Jetzt wollte ich etwas neues probieren, aber scheitere schon im Ansatz.
Es geht um Objekterkennung in einem Bild.

Ich habe mir mal folgendes Bild zusammengestellt:




Wie würdet ihr das angehen um die klar anderstfarbigen Rechtecke zu finden?
Gibts da eine Library? 
Image analysis - Wikipedia, the free encyclopedia beschreibt verschiedene Verfahren.
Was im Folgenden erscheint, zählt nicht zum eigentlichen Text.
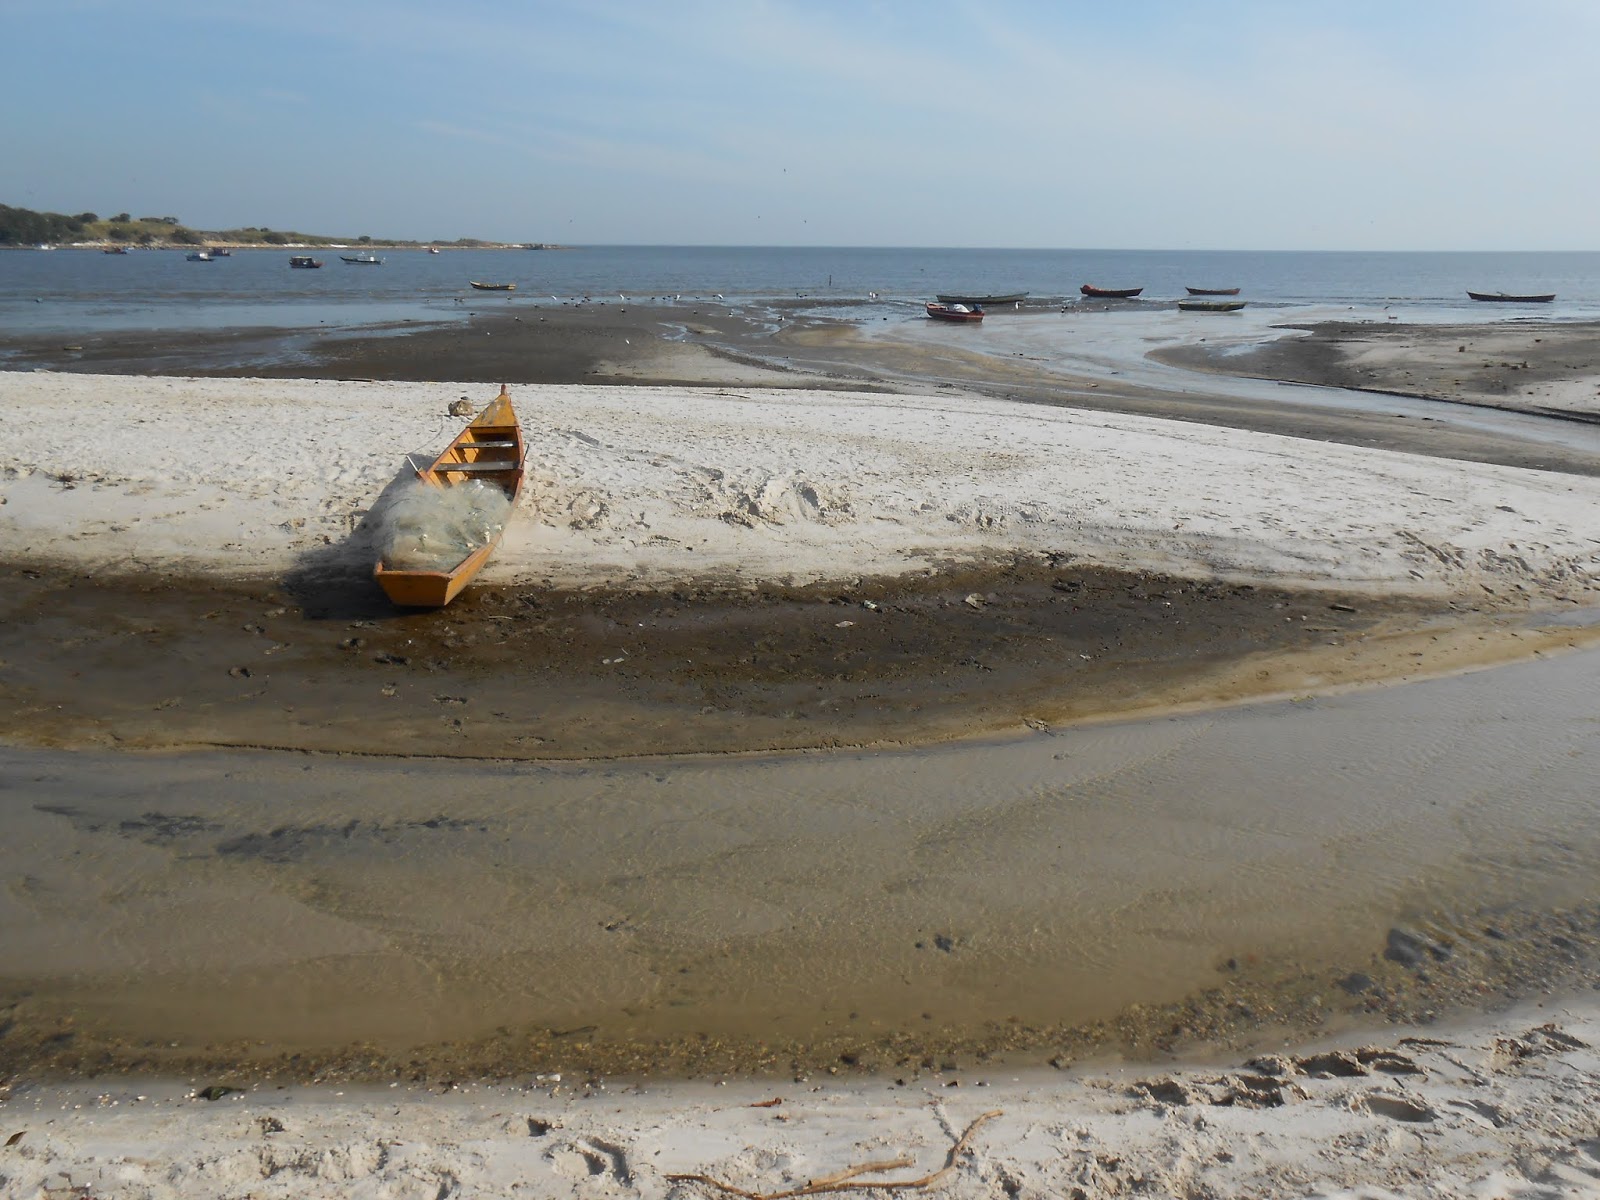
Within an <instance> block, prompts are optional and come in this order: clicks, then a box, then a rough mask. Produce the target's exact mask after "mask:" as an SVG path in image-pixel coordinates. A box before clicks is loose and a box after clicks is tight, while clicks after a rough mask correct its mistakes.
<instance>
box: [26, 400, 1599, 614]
mask: <svg viewBox="0 0 1600 1200" xmlns="http://www.w3.org/2000/svg"><path fill="white" fill-rule="evenodd" d="M474 390H475V389H472V387H470V386H462V384H454V386H451V384H349V382H325V381H294V382H288V381H266V379H245V381H216V379H187V378H157V379H138V378H117V376H82V374H70V376H67V374H42V373H29V374H19V373H5V374H0V411H5V414H6V422H8V429H10V437H8V438H6V443H5V446H3V448H0V498H3V501H5V504H3V507H0V534H3V541H5V544H6V546H8V547H10V557H11V558H13V560H38V562H59V563H69V565H74V566H78V568H91V570H128V568H133V570H160V571H194V573H200V574H222V576H230V578H237V576H246V578H250V576H256V578H259V576H262V574H272V573H282V571H285V570H290V568H291V566H296V565H299V566H302V568H304V566H306V565H307V563H310V565H318V563H320V565H323V566H328V568H330V570H331V568H334V566H342V568H349V565H350V562H352V560H357V562H358V560H370V557H371V554H373V546H371V539H370V536H366V534H370V531H365V534H363V530H362V518H363V515H365V514H366V512H368V510H370V509H373V507H374V506H376V504H378V502H379V499H381V496H382V493H384V490H386V488H389V486H394V485H395V483H397V482H400V480H403V478H405V477H408V475H410V469H408V458H406V456H408V454H410V456H411V458H410V461H411V462H414V461H419V458H421V456H426V454H427V453H429V451H430V450H437V446H438V445H443V442H446V440H448V437H450V434H451V432H453V421H451V419H450V418H448V416H446V414H445V408H446V405H448V402H451V400H456V398H458V397H461V395H467V397H469V398H474ZM477 390H478V392H482V390H483V389H477ZM475 398H486V397H483V395H477V397H475ZM515 398H517V402H518V408H520V414H522V419H523V424H525V432H526V435H528V446H530V450H528V453H530V467H531V470H530V483H528V486H526V490H525V494H523V501H522V515H523V520H518V522H514V523H512V525H510V528H509V530H507V534H506V539H504V542H502V546H501V549H499V552H498V554H496V558H494V560H493V562H491V565H490V568H488V570H486V573H485V576H483V579H485V581H486V582H507V584H528V582H539V584H546V586H555V587H670V586H672V584H675V582H682V581H685V579H723V581H730V579H731V581H749V582H763V581H778V582H787V584H794V582H808V581H818V579H850V578H859V576H880V574H901V573H915V571H925V570H928V566H930V565H936V563H942V562H957V563H960V562H968V563H971V562H984V560H990V558H998V557H1006V555H1016V554H1056V555H1069V557H1070V558H1072V560H1075V562H1082V563H1086V565H1101V566H1122V568H1149V570H1158V571H1166V573H1171V574H1179V576H1194V578H1235V579H1237V578H1251V579H1262V581H1270V582H1312V584H1338V586H1342V587H1354V589H1371V590H1376V592H1392V590H1403V592H1410V594H1424V595H1426V594H1434V595H1450V594H1462V592H1467V590H1472V589H1480V587H1485V589H1494V590H1499V589H1506V590H1510V592H1522V594H1530V595H1531V594H1552V592H1554V594H1563V595H1565V594H1570V592H1576V594H1582V592H1587V590H1589V589H1592V587H1594V586H1595V582H1597V581H1600V520H1597V515H1595V514H1597V512H1600V504H1597V501H1600V483H1597V482H1595V480H1594V478H1584V477H1573V475H1555V474H1547V472H1531V470H1522V469H1514V467H1499V466H1488V464H1459V462H1453V464H1445V462H1440V461H1434V459H1422V458H1416V456H1408V454H1395V453H1374V451H1368V450H1357V448H1352V446H1339V445H1328V443H1310V442H1301V440H1294V438H1282V437H1274V435H1266V434H1250V432H1243V430H1218V429H1214V427H1208V426H1195V424H1186V422H1165V421H1158V419H1150V418H1139V416H1123V414H1107V413H1093V414H1091V413H1083V411H1078V410H1069V408H1043V406H1037V405H1018V403H1008V402H1003V400H992V398H982V397H970V395H957V397H947V395H939V397H931V395H923V397H901V395H882V394H858V392H776V394H773V392H762V390H754V392H752V390H739V389H634V387H584V386H568V387H526V389H520V392H518V394H515ZM64 414H70V421H69V422H67V424H69V429H70V432H64V429H62V426H64Z"/></svg>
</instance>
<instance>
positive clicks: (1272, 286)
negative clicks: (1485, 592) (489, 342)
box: [0, 246, 1600, 333]
mask: <svg viewBox="0 0 1600 1200" xmlns="http://www.w3.org/2000/svg"><path fill="white" fill-rule="evenodd" d="M346 253H350V251H346ZM379 253H381V254H382V258H384V266H379V267H374V266H352V264H346V262H341V261H339V251H334V250H328V251H317V258H320V259H323V261H325V262H326V266H325V267H323V269H322V270H291V269H290V264H288V256H290V251H286V250H240V251H234V256H232V258H226V259H216V261H214V262H189V261H187V259H186V256H184V254H182V253H181V251H171V250H146V251H138V250H136V251H133V253H130V254H102V253H101V251H99V250H66V248H61V250H51V251H38V250H14V251H0V328H5V330H8V331H13V333H53V331H59V333H77V331H82V333H94V331H109V330H200V328H222V326H285V328H314V326H318V325H331V326H360V325H376V323H384V322H400V320H450V318H453V317H454V315H459V314H462V312H466V310H467V309H469V307H470V306H477V307H478V309H482V307H485V306H490V304H501V306H518V304H541V302H542V304H549V302H552V299H565V301H573V299H579V298H584V296H589V298H592V299H595V301H602V299H605V301H616V299H618V298H621V296H626V298H627V299H629V302H634V304H645V302H650V301H651V298H670V296H683V298H685V299H688V298H696V299H710V298H715V296H717V294H720V296H723V298H725V299H726V301H728V302H730V304H762V302H768V301H773V299H792V298H797V296H803V298H810V299H814V301H818V302H819V304H821V302H838V301H843V302H846V304H848V302H851V301H866V299H867V296H869V293H877V294H878V298H880V299H882V301H886V302H890V304H904V306H906V309H907V312H914V310H915V306H918V304H920V302H922V301H925V299H931V298H933V294H934V293H939V291H963V293H1011V291H1026V293H1030V299H1032V301H1038V302H1050V301H1059V299H1069V298H1070V299H1075V298H1077V294H1078V291H1077V290H1078V285H1080V283H1096V285H1099V286H1118V288H1120V286H1142V288H1144V296H1142V298H1141V299H1142V301H1171V299H1174V298H1178V296H1182V294H1184V288H1186V286H1189V285H1192V286H1238V288H1240V290H1242V293H1240V294H1242V296H1243V298H1245V299H1248V301H1250V302H1251V306H1253V307H1259V306H1277V307H1283V309H1294V307H1299V306H1317V307H1326V306H1330V304H1331V306H1352V307H1357V309H1368V307H1386V306H1387V307H1389V309H1390V310H1398V312H1402V315H1405V314H1406V312H1411V314H1414V315H1416V317H1418V318H1422V320H1450V318H1453V317H1454V315H1459V317H1462V318H1483V317H1488V315H1493V317H1514V315H1539V317H1549V318H1557V320H1563V318H1566V320H1578V318H1594V317H1600V253H1386V254H1378V253H1302V251H1176V250H915V248H891V250H885V248H818V246H806V248H792V246H790V248H784V246H581V248H573V250H542V251H531V250H446V251H443V253H440V254H427V253H424V251H421V250H402V251H379ZM469 280H482V282H499V283H515V285H517V291H515V293H512V294H493V293H482V291H474V290H470V288H469V286H467V282H469ZM1467 290H1472V291H1509V293H1518V294H1526V293H1547V291H1554V293H1557V299H1555V302H1554V304H1549V306H1536V307H1510V306H1486V304H1474V302H1472V301H1469V299H1467V294H1466V293H1467Z"/></svg>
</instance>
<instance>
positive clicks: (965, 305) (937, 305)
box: [925, 301, 984, 322]
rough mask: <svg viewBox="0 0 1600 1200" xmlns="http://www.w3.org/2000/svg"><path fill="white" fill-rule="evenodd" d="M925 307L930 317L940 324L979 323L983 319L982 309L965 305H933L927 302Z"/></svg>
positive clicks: (933, 302)
mask: <svg viewBox="0 0 1600 1200" xmlns="http://www.w3.org/2000/svg"><path fill="white" fill-rule="evenodd" d="M925 307H926V309H928V315H930V317H933V318H934V320H941V322H981V320H982V318H984V310H982V309H978V307H971V306H966V304H934V302H933V301H928V304H926V306H925Z"/></svg>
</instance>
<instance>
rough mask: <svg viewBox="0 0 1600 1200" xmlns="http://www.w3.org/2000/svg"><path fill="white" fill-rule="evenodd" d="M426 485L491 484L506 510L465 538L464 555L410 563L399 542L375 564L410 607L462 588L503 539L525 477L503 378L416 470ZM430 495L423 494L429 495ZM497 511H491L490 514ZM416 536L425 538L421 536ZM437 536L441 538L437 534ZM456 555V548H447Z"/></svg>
mask: <svg viewBox="0 0 1600 1200" xmlns="http://www.w3.org/2000/svg"><path fill="white" fill-rule="evenodd" d="M416 475H418V482H419V483H421V485H422V486H424V488H437V490H440V494H443V493H445V491H454V490H459V488H467V486H474V488H485V486H486V488H491V490H493V494H494V498H496V499H498V501H501V507H502V509H504V514H501V517H502V518H501V520H498V522H496V520H490V525H488V526H486V528H483V530H480V531H478V533H482V536H480V538H478V544H475V546H472V544H461V546H458V547H456V549H459V550H462V557H461V558H459V560H456V562H453V563H448V562H446V563H443V565H438V566H432V565H422V566H416V565H410V563H406V562H403V557H402V555H400V554H398V550H397V547H395V546H389V547H386V550H384V557H382V558H379V560H378V563H376V566H373V578H374V579H376V581H378V584H379V587H382V589H384V594H386V595H387V597H389V598H390V600H392V602H394V603H397V605H403V606H406V608H443V606H445V605H448V603H450V602H451V600H454V598H456V595H459V594H461V589H464V587H466V586H467V584H469V582H472V578H474V576H475V574H477V573H478V571H480V570H482V568H483V563H486V562H488V558H490V555H491V554H493V552H494V547H496V546H498V544H499V539H501V533H502V531H504V528H506V520H504V518H509V517H510V514H512V510H514V509H515V507H517V496H518V494H520V493H522V480H523V438H522V426H520V424H518V421H517V410H515V408H512V403H510V394H509V392H507V390H506V386H504V384H501V392H499V395H498V397H494V398H493V400H491V402H490V403H488V405H486V406H485V408H483V411H482V413H478V414H477V416H475V418H472V421H469V422H467V426H466V429H462V430H461V432H459V434H458V435H456V438H454V440H453V442H451V443H450V445H448V446H445V450H443V451H442V453H440V456H438V458H435V459H434V461H432V462H430V464H429V466H427V467H424V469H421V470H418V472H416ZM427 499H429V498H424V501H427ZM491 517H493V515H491ZM418 541H424V539H422V538H419V539H418ZM435 541H437V538H435ZM446 554H448V555H453V550H450V552H446Z"/></svg>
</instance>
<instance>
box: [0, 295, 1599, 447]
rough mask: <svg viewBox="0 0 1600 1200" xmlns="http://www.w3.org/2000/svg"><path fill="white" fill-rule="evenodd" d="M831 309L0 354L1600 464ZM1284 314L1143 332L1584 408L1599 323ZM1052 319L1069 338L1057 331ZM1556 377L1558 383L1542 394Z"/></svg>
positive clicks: (296, 378) (1349, 368)
mask: <svg viewBox="0 0 1600 1200" xmlns="http://www.w3.org/2000/svg"><path fill="white" fill-rule="evenodd" d="M827 307H829V306H826V304H819V302H816V301H805V302H802V301H794V302H781V304H774V306H768V307H763V309H762V310H760V312H755V314H752V312H746V310H741V309H736V307H733V306H726V304H674V302H658V304H632V306H629V304H610V302H594V304H560V302H554V301H550V302H536V301H523V299H518V301H512V302H502V304H480V306H472V307H470V309H469V310H467V312H464V314H462V318H461V320H459V322H451V323H446V325H438V326H411V325H402V326H394V328H389V330H378V331H357V333H349V331H293V330H254V331H251V330H234V331H198V333H184V334H160V333H157V334H94V336H85V338H82V339H78V341H77V342H75V344H74V349H64V347H62V341H61V339H59V338H5V336H0V362H3V365H5V368H6V370H53V371H93V373H112V374H194V376H219V378H232V376H253V378H283V379H298V378H309V379H390V381H400V379H413V381H434V379H437V381H464V382H483V384H499V382H512V384H518V382H520V384H538V382H547V384H574V382H582V384H638V386H658V384H659V386H667V384H685V386H698V387H718V386H730V384H734V386H744V387H774V389H784V387H851V389H867V390H872V389H883V390H894V392H918V394H920V392H928V390H930V389H933V390H949V392H960V390H970V392H976V394H984V395H995V397H1003V398H1008V400H1019V402H1029V403H1046V405H1069V406H1074V408H1085V410H1093V411H1114V413H1138V414H1144V416H1157V418H1163V419H1171V421H1195V422H1203V424H1213V426H1222V427H1230V429H1250V430H1258V432H1266V434H1282V435H1288V437H1302V438H1314V440H1326V442H1342V443H1349V445H1360V446H1371V448H1378V450H1397V451H1403V453H1413V454H1427V456H1437V458H1453V459H1461V461H1469V462H1501V464H1506V466H1520V467H1533V469H1538V470H1563V472H1573V474H1586V475H1600V454H1595V453H1590V451H1586V450H1579V448H1565V446H1560V445H1552V443H1549V442H1541V443H1536V445H1530V443H1523V442H1520V440H1517V438H1514V437H1506V435H1504V434H1494V432H1483V430H1475V429H1472V427H1470V426H1454V424H1451V422H1450V421H1448V413H1450V408H1448V406H1443V408H1442V413H1440V418H1438V419H1437V421H1419V419H1414V418H1408V416H1395V414H1387V413H1384V411H1381V410H1376V411H1365V413H1352V411H1347V410H1336V408H1315V406H1307V405H1293V403H1283V402H1282V400H1280V398H1259V397H1245V395H1238V394H1230V390H1229V387H1226V386H1222V384H1219V386H1218V387H1216V389H1211V390H1206V389H1205V387H1195V386H1190V387H1187V389H1186V390H1184V392H1182V395H1168V394H1162V392H1160V390H1155V389H1150V387H1147V386H1139V384H1118V382H1117V381H1114V379H1106V378H1096V376H1090V374H1074V373H1072V371H1070V368H1067V370H1040V363H1038V362H1037V360H1032V358H1029V357H1027V355H1005V354H986V352H982V350H981V349H971V347H966V346H963V344H962V342H957V341H952V339H942V341H930V339H926V338H917V339H906V338H894V336H890V338H883V336H877V331H880V330H894V328H898V326H904V325H906V323H907V322H909V323H910V325H917V320H918V318H917V317H915V315H910V314H907V312H904V310H901V309H888V307H886V306H870V304H866V302H854V301H851V302H838V304H837V306H835V307H837V315H830V314H829V310H827ZM1091 309H1093V306H1090V310H1082V312H1078V310H1077V306H1075V310H1074V315H1072V320H1074V322H1085V323H1088V325H1091V323H1093V320H1094V318H1096V315H1098V314H1096V312H1094V310H1091ZM880 314H882V315H880ZM1053 314H1054V307H1051V309H1050V314H1043V312H1030V310H1024V312H1021V314H1008V312H995V314H994V315H992V317H990V325H994V326H997V328H1003V323H1005V322H1006V320H1018V318H1021V320H1038V318H1042V317H1043V318H1048V317H1050V315H1053ZM1123 314H1125V310H1120V309H1112V310H1109V312H1107V315H1110V317H1118V315H1123ZM1285 328H1288V330H1291V331H1293V333H1291V334H1290V336H1285V338H1275V339H1272V341H1270V342H1269V344H1266V346H1262V347H1259V349H1258V350H1254V352H1250V354H1240V352H1237V350H1235V349H1227V341H1226V339H1218V338H1213V339H1205V338H1202V339H1198V341H1195V339H1189V341H1186V344H1182V346H1176V347H1155V349H1154V350H1152V354H1154V357H1157V358H1158V360H1162V362H1170V363H1174V365H1181V366H1184V368H1187V370H1192V371H1198V373H1202V374H1198V376H1195V378H1197V379H1203V378H1205V374H1203V373H1208V371H1210V373H1213V374H1218V376H1251V378H1259V379H1280V381H1291V382H1301V384H1309V386H1320V387H1354V389H1362V390H1368V392H1376V394H1387V395H1416V397H1427V398H1435V400H1443V402H1450V405H1477V406H1493V408H1509V410H1515V411H1526V413H1534V414H1546V416H1555V418H1563V419H1573V421H1592V419H1595V408H1594V397H1595V395H1597V384H1595V381H1597V379H1600V326H1597V325H1592V323H1539V325H1534V323H1528V322H1512V323H1506V325H1490V326H1483V325H1475V326H1448V325H1438V326H1432V325H1405V323H1400V325H1394V323H1386V322H1363V323H1349V322H1346V323H1339V322H1330V323H1320V325H1315V326H1285ZM866 331H872V334H874V336H866ZM1064 336H1066V344H1067V347H1069V349H1070V334H1064ZM1458 347H1462V349H1458ZM1374 350H1381V352H1374ZM1462 368H1470V370H1462ZM1525 390H1528V392H1530V394H1526V395H1525V394H1523V392H1525ZM1552 390H1558V392H1560V395H1557V397H1552V395H1550V392H1552ZM1574 397H1579V398H1574Z"/></svg>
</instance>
Aber da brauchts mir zu viel Mathe ;(

Gruss
Aigu


----------



## tuxedo (2. Jul 2009)

Du hast da 2 Möglichkeiten:

1) Durch das viele Mathe durchkämpfen
2) Hardcore Brute-Force Algorithmen schreiben...

Letzteres mag für einfache Dinge (erkennen der farbigen Rechtecke) noch gut funktionieren, aber spätestens bei "komplexeren" Dingen steht man da recht schnell wie der Ochs vorm Berg und kommt entweder nicht weiter, oder das Programm ist unheimlich komplex geworden und die Performance ist irgendwo im 23. Untergeschoss.


----------



## musiKk (2. Jul 2009)

Du kannst Dir mal ImageJ anschauen. Da gibts schon ziemlich viele Plugins für.


----------